Ratchet Loading and Multi-Ensemble Operation in an Optical Lattice Clock

TL;DR

This paper introduces a method for programmable spatial control of ultra-cold atoms in an optical lattice, enabling multi-ensemble operation and improved frequency stability for optical lattice clocks.

Contribution

It presents a novel technique for loading and manipulating multiple atomic ensembles in an optical lattice, enhancing clock stability and enabling advanced spectroscopic protocols.

Findings

Achieved uniform atomic density over 5 mm in an optical lattice clock.

Demonstrated multi-ensemble clock operation with independently addressable ensembles.

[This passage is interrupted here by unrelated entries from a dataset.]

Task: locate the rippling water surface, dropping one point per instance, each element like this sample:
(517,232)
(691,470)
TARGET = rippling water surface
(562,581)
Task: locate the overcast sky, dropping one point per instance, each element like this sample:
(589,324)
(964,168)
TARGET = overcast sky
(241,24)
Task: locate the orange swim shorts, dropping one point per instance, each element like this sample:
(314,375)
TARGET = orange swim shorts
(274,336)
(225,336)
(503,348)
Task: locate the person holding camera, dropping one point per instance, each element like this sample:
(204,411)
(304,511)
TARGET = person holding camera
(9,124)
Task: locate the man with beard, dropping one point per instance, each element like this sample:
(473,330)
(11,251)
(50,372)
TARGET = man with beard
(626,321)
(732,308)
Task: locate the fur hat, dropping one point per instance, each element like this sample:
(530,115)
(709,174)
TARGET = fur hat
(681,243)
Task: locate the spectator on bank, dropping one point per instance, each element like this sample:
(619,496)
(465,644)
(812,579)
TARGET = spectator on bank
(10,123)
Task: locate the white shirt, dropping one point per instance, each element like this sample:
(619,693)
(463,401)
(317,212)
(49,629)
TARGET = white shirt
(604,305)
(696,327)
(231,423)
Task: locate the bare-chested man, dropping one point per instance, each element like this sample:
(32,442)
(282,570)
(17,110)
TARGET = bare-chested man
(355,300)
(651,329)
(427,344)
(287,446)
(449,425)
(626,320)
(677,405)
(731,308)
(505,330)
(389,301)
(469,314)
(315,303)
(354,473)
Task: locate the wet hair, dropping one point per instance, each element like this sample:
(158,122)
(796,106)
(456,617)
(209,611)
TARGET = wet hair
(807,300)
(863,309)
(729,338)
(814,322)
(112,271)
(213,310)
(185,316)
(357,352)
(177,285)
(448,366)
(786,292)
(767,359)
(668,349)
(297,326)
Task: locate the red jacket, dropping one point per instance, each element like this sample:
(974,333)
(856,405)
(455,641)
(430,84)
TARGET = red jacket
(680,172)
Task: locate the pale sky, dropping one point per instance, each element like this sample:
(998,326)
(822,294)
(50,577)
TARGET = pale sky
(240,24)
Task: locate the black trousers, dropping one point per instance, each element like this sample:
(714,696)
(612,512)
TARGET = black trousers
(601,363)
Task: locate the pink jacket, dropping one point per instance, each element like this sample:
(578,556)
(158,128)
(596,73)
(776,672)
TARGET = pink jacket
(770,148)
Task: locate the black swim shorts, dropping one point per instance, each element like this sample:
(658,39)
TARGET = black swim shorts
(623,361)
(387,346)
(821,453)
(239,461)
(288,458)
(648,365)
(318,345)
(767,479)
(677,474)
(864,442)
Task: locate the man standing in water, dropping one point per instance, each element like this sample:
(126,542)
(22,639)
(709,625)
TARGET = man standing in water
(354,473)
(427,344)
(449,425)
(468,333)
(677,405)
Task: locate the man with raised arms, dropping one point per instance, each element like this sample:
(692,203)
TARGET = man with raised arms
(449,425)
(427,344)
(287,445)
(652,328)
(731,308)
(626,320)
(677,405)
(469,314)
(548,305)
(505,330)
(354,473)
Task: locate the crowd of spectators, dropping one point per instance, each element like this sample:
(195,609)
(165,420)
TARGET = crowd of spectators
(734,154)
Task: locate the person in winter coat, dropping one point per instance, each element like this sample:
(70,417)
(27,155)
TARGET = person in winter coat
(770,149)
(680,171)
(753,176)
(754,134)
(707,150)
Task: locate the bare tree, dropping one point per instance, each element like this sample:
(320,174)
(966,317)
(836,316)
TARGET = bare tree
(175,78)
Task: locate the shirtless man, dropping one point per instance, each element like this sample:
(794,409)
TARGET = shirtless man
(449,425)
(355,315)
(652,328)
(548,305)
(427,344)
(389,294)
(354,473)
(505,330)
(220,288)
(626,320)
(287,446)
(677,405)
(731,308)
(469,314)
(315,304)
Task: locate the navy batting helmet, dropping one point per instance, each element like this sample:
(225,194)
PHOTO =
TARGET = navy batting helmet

Measured a fractional frequency instability of 2.4×10⁻¹⁷ at one second between ensembles.

Abstract

We demonstrate programmable control over the spatial distribution of ultra-cold atoms confined in an optical lattice. The control is facilitated through a combination of spatial manipulation of the magneto-optical trap and atomic population shelving to a metastable state. We first employ the technique to load an extended (5 mm) atomic sample with uniform density in an optical lattice clock, reducing atomic interactions and realizing remarkable frequency homogeneity across the atomic cloud. We also prepare multiple spatially separated atomic ensembles and realize multi-ensemble clock operation within the standard one-dimensional (1D) optical lattice clock architecture. Leveraging this technique, we prepare two oppositely spin-polarized ensembles that are independently addressable, offering a platform for implementing spectroscopic protocols for enhanced tracking of local oscillator phase. Finally, we demonstrate a relative fractional frequency instability at one second of $2.4(1) \times10^{-17}$ between two ensembles, useful for characterization of intra-lattice differential systematics.